Created attachment 14070 [details] a newer post that tries to break OE
*** Bug 111852 has been marked as a duplicate of this bug. ***
Date: Fri, 31 Oct 2003 18:14:06 +0100 From: "Juergen P. Meier" <bugzilla-pan@jors.net> To: charles@rebelbase.com Cc: pan-qa-maint@bugzilla.gnome.org Subject: Pan - 0.13.2.93 Bug 101510 User-Agent: Mutt/1.4.1i Hello, some PAN users informed me that the pan newsreader shows the same stupid bug as Microsoft Outlook Express and older versions of IBM Lotus Notes. I read your comment about me prudcing uuencoded lookalikes. Well, i stongly reject this and have to inform you, that i use the english wort "begin" (see http://www.m-w.com/cgi-bin/dictionary?book=Dictionary&va=begin) on a quite regular basis. And neither the Microsoft Corporation nor free software autors can force me to abandon this word in favor of alternatives like "start", "commence" or similar words. I do not know how much experience you have with the Usenet media, but in more than a decade of experience, i have only found two software vendors who actually believe they can ignore common sense and invent new definitions for "text/plain" content type Postings by posing the pretty naive assumption that all uu-code solely relies on the occurance of a common english word followed by an optional number and another even more common english word occuring somewhere later in the text. In my opinion this is a pretty silly idea. (Google finds more then 35 *million* websites containing "begin", and more than *one hundred million* hits on "end".) Even the /usr/bin/uudcode Unix tool from the 1980s is more intelligent than both Microsoft Outlook Express and your software, by correctly identifying my postings as not beeing uuencoded content. Now i do not ask you to change your product, nor do i speak for the Users of your product. I just feel inclined to explain why your comment about my posting style is quite silly. Side Note: In postings that comply to the MIME standard, uuendoded content is MIME encoded and the content is declared as content-transfer-encoding: uuencode Now, my postings are pretty obviously declared as text/plain and the transfer-encoding beeing 8bit (meaning unencoded). regards, Juergen Meier
''content-transfer-encoding: uuencode'' is not a valid MIME encoding; there's only "binary", "8bit", "7bit", "base64" and "quoted-printable". It's quite stupid to use UUENCODE when a superior solution (MIME with base64) is available but it might happen if the user decides to be stupid (or cater for old software of the intended recipient). Detecting UUENCODDE in plain text (and yes, it might be labelled as "text/plain" with "8bit" or even "quoted-printable" encoding -- the whole point of UUENCODE is embedding binary data in plain text) is always based on heuristics. These heuristics have to be more sophisticated, however, than just looking for "begin"/"end" because plain text can include anything. There are a lot of ways to make them more reliable: . Don't use /^begin [0-9]* / but /^begin [0-7]{3,} / (at least three octal digits for the file permissions). . Check the byte count of each line. Display lines with a wrong byte count after the "attachment" (and don't assume an attachment if too many lines have a wrong byte count). . Do a frequency analysis on the encoding alphabet used. UUENCODEers usually don't mix different alphabets (actually, there are only two known alphabets -- one with " " as 0 and one with "`", so more than 65 different characters (one more "just in case") indicate non-UUENCODEd data. . Check the line lengths. If there are more than 3 ("standard" length, one shorter line at the end, one just in case) different line lengths don't assume UUENCODE. . Check for the last zero-length line (usually just a `) at the end.

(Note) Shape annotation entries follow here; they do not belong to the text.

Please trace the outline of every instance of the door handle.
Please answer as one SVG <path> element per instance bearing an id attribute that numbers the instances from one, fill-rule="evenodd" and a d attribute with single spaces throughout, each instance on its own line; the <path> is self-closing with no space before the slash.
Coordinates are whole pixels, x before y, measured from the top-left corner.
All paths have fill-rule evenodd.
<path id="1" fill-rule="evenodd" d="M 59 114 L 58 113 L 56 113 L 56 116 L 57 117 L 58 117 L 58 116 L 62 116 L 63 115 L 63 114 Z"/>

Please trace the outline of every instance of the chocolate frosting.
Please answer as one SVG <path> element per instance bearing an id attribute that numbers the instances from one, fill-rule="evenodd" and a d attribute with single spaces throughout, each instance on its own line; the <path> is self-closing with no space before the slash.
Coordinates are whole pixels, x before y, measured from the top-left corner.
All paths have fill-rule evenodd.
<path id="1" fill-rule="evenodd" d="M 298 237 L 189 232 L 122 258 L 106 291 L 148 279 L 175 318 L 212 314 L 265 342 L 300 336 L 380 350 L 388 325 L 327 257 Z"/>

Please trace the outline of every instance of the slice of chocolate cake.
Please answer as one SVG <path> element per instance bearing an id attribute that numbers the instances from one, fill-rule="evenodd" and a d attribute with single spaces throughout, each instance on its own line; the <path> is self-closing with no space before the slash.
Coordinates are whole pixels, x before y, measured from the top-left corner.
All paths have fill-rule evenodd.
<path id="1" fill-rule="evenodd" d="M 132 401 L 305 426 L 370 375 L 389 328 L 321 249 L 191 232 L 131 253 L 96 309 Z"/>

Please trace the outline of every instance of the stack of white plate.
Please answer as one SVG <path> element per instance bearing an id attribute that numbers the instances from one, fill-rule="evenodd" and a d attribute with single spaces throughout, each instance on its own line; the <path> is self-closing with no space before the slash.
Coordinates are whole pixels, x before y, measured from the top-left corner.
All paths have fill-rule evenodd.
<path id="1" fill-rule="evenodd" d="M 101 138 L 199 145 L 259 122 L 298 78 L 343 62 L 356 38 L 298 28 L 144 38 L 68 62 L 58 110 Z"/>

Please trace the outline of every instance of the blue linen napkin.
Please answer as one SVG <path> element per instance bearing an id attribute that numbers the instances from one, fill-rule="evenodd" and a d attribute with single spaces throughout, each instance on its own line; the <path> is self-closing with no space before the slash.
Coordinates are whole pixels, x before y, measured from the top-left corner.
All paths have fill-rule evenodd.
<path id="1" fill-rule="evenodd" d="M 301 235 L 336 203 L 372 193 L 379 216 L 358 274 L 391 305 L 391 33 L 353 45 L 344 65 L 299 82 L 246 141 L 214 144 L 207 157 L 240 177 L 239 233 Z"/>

The following message breaks pan too: begin 1 followup Ignatios Souvatzis <ignatios@newton.cs.uni-bonn.de>: > Andreas Bogk schrieb: > >> Solange man keine schmutzigen Tricks macht, und ich meine *wirklich* >> schmutzige Tricks, wie bei einer doppelt verketteten Liste beide >> Pointer XORen und in nur einem Word speichern, > > Wie soll das funktionieren? Doppelt verkettete Liste. Du kennst immer einen der beiden Pointer. (solange du dir gemerkt hast, woher du kamst.) Das ist Eklig. Juergen -- Juergen P. Meier - "This World is about to be Destroyed!" end If you think technology can solve your problems you don't understand technology and you don't understand your problems. (Bruce Schneier) So if you would look at begin a little bit more carefully, it would work.
The test cases here pass if Pan is more stringent about checking for three octal digits for the mode as suggested by claus. http://cvs.gnome.org/bonsai/cvsview2.cgi?diff_mode=context&whitespace_mode=show&subdir=pan/pan/base&command=DIFF_FRAMESET&file=util-mime.c&rev1=1.58&rev2=1.59&root=/cvs/gnome
*** Bug 130522 has been marked as a duplicate of this bug. ***